Review of Kai-Fu Lee's "AI Superpowers: China, Silicon Valley, and the New World Order"

Updated: Jan 1, 2020


Kai-Fu Lee's book provides a rich account of the AI state-of-the-art and how much China has caught up with the US in the field. To a Western reader, China's exponential growth in AI-related business and technological development may at times be overwhelming, especially with regard to its scale. For instance, the fact that Didi accounts for more rides in one day throughout China than all of Uber's rides combined across the world. Or that in 2017, Chinese Venture Capitalists made up 40% of AI investors globally, surpassing the US, and that Chinese mobile phone spending outnumbered that in the US by a ratio of fifty-to-one.

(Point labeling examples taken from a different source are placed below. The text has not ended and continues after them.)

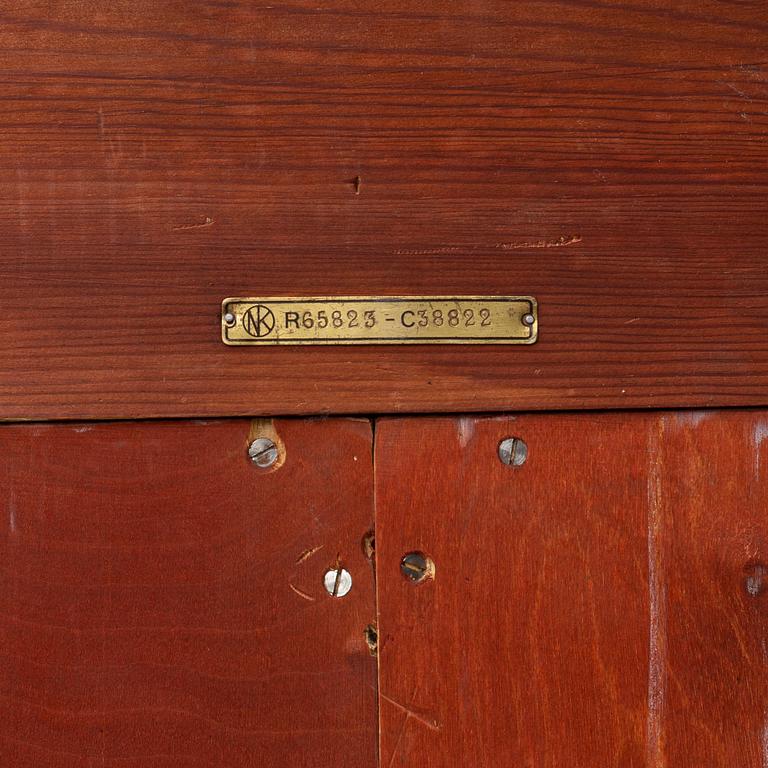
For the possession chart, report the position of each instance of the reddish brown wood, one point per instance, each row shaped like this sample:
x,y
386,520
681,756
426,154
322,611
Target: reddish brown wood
x,y
162,604
608,158
601,605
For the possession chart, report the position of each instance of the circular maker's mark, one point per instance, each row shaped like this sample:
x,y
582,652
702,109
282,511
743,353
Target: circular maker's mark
x,y
258,321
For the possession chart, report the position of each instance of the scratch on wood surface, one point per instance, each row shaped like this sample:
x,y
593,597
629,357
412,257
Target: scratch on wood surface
x,y
307,553
657,606
207,222
431,251
736,90
301,593
431,723
466,428
692,418
559,242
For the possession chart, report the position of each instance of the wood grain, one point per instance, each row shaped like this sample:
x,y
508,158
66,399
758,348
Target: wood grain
x,y
600,605
162,599
607,158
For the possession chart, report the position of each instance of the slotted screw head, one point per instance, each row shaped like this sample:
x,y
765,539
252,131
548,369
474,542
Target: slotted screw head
x,y
513,451
337,581
263,452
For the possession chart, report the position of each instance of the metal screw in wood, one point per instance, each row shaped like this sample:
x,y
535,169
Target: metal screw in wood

Such numbers may be difficult to fathom for someone who has yet to step foot in Beijing or in one of China's many buzzing mega-cities. Yet they are part of a larger and even more impressive story of China’s spectacular development over the past two decades. Most telling of all, the fact that between 2007 and 2017, China went from having zero high-speed train lines to having more miles of high-speed rail operations than the rest of the world combined. Informing and educating the reader about these developments is one thing this book does well and one of its key contributions. The fact that the author knows both sides (the West/Silicon Valley and China's tech ecosystem) undoubtedly helps make some of those developments accessible to a Western audience.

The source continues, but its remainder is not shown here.